Semilocal density-functional theory (DFT) methods exhibit significant errors for the phase diagrams of transition-metal oxides that are caused by an incorrect description of molecular oxygen and the large self-interaction error in materials with strongly localized electronic orbitals. Empirical and semiempirical corrections based on the $\mathrm{DFT}+U$ method can reduce these errors, but the parameterization and validation of the correction terms remains an on-going challenge. We develop a systematic methodology to determine the parameters and to statistically assess the results by considering interlinked thermochemical data across a set of transition metal compounds. We consider three interconnected levels of correction terms: (1) a constant oxygen binding correction, (2) Hubbard-$U$ correction, and (3) $\mathrm{DFT}/\mathrm{DFT}+U$ compatibility correction.

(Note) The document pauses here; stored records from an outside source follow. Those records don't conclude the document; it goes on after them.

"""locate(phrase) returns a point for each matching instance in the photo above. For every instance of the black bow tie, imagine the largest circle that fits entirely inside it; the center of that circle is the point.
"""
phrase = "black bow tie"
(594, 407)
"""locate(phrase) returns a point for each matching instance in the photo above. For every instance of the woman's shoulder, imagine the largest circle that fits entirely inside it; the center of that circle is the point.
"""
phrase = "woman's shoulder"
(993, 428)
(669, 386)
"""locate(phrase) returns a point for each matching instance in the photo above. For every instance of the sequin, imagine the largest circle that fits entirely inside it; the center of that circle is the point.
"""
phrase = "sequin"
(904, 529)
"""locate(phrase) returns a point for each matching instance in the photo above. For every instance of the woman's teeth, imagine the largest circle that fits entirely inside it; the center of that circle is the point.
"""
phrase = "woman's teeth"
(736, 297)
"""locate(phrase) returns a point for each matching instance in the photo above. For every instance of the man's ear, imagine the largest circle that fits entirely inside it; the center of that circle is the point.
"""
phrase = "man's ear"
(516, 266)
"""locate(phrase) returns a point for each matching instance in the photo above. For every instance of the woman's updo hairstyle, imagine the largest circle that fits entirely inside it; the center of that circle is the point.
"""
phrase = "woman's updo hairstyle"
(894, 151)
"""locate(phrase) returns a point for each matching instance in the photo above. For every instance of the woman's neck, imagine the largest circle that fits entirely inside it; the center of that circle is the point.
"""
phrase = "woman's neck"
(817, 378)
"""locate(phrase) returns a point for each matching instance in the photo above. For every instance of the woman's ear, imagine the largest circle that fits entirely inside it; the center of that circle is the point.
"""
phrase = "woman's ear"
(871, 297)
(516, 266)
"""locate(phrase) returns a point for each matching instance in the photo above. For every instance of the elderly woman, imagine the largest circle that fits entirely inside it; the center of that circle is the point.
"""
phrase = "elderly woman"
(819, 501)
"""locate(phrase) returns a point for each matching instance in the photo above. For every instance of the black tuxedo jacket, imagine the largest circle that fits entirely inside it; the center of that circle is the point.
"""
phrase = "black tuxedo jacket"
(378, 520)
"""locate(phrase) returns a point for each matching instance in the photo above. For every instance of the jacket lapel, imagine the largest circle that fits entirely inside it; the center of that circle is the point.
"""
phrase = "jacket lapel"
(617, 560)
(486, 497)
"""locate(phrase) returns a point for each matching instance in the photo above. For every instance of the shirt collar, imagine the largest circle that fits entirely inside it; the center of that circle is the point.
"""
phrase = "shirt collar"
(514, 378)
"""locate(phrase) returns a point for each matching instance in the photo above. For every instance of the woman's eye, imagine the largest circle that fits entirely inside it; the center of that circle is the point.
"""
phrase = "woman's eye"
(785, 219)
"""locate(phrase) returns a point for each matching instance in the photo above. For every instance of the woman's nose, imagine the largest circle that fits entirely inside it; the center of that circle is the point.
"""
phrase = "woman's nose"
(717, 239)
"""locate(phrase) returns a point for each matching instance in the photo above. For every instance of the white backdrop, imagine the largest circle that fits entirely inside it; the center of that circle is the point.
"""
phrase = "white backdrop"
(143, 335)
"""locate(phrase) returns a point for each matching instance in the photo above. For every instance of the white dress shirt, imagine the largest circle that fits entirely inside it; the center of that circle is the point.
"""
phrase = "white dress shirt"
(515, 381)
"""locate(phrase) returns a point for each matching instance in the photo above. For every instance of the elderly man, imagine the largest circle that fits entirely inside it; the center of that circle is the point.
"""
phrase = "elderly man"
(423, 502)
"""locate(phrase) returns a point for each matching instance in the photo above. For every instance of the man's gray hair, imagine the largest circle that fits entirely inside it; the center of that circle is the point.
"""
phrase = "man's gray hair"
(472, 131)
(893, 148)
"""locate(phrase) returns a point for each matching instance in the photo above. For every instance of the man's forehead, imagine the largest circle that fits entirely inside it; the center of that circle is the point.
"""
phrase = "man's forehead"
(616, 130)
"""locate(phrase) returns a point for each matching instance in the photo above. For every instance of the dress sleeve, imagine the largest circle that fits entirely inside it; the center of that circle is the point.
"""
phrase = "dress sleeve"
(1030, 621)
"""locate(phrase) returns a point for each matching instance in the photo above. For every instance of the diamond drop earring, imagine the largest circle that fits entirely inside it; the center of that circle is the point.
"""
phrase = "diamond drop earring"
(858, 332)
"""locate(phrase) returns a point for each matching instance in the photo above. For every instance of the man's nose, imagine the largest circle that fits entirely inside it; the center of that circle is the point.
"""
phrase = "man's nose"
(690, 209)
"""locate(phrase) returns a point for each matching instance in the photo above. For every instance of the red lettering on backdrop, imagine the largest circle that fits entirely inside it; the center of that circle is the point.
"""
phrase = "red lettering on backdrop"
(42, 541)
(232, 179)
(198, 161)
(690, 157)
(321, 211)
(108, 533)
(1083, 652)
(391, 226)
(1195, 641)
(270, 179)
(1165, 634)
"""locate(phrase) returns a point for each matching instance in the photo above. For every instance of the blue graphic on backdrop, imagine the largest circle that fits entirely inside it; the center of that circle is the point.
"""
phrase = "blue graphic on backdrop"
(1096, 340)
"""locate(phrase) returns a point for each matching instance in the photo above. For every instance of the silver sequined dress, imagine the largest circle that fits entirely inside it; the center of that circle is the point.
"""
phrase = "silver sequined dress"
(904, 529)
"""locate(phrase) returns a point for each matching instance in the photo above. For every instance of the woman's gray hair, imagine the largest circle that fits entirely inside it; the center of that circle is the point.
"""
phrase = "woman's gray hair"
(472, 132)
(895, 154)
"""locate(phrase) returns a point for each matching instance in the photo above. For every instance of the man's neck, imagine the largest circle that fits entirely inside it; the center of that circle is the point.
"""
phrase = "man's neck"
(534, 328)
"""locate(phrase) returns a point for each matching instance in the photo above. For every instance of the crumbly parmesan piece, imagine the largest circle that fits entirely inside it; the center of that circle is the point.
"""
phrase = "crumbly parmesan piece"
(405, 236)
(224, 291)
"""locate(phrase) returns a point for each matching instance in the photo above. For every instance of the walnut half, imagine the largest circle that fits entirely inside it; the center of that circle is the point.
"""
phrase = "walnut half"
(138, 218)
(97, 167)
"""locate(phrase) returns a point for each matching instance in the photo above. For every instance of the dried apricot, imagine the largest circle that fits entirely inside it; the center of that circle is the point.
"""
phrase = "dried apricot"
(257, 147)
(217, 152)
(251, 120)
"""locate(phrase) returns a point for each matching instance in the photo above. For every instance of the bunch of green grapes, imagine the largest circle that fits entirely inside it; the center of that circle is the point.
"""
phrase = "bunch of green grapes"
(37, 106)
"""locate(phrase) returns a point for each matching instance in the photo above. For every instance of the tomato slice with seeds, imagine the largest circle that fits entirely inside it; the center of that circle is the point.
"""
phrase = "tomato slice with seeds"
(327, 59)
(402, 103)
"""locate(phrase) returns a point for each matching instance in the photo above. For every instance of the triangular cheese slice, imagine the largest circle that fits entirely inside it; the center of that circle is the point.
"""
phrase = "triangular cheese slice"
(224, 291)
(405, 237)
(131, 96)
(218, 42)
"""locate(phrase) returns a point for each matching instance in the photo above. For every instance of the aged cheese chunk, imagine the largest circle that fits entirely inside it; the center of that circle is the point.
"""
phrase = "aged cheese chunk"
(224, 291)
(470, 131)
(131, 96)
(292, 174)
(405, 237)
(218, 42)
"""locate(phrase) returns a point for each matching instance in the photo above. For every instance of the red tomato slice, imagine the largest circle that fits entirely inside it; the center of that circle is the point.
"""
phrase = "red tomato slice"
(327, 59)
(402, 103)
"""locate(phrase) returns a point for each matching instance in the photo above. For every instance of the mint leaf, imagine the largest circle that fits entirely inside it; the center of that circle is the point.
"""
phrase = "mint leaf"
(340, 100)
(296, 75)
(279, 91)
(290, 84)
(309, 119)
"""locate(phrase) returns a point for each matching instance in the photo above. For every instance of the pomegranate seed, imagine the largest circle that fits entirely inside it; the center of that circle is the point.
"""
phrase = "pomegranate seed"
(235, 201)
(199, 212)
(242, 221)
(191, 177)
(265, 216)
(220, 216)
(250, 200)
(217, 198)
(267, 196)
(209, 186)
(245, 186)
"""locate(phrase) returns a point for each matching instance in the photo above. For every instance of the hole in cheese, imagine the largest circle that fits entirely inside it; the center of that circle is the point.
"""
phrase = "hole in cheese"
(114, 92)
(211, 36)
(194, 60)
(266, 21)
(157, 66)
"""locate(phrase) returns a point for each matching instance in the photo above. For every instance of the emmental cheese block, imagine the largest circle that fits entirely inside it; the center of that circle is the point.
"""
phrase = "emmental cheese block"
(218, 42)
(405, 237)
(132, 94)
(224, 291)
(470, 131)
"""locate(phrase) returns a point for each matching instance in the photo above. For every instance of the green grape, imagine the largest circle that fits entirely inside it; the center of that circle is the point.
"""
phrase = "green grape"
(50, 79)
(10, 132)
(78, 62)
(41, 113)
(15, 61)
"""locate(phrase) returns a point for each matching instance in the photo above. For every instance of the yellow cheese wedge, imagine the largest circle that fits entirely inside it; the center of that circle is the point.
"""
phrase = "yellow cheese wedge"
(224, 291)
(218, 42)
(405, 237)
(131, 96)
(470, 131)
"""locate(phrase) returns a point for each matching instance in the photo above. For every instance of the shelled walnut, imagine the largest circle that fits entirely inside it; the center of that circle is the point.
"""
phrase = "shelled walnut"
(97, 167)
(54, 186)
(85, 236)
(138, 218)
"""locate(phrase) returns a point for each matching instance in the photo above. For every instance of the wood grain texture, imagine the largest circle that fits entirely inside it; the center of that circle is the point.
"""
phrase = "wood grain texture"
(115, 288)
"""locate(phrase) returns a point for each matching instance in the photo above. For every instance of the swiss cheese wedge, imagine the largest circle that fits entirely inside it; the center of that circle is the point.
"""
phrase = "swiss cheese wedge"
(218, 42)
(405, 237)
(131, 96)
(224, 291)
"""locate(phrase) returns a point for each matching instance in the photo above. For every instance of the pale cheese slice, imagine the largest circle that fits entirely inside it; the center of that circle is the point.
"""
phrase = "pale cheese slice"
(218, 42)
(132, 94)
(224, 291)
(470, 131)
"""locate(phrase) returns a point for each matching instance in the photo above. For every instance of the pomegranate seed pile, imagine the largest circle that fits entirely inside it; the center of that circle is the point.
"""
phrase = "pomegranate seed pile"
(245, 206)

The parameterization is expressed as a unified optimization problem. We demonstrate this approach for $3d$ transition metal oxides, considering a target set of binary and ternary oxides. With a total of 37 measured formation enthalpies taken from the literature, the dataset is augmented by the reaction energies of 1710 unique reactions that were derived from the formation energies by systematic enumeration. To ensure a balanced dataset across the available data, the reactions were grouped by their similarity using clustering and suitably weighted. The parameterization is validated using leave-one-out cross validation (CV), a standard technique for the validation of statistical models. We apply the methodology to the strongly constrained and appropriately normed (SCAN) density functional. Based on the CV score, the error of binary (ternary) oxide formation energies is reduced by 40% (75%) to 0.10 (0.03) eV/atom. A simplified correction scheme that does not involve $\mathrm{SCAN}/\mathrm{SCAN}+U$ compatibility terms still achieves an error reduction of 30% (25%). The method and tools demonstrated here can be applied to other classes of materials or to parameterize the corrections to optimize $\mathrm{DFT}+U$ performance for other target physical properties.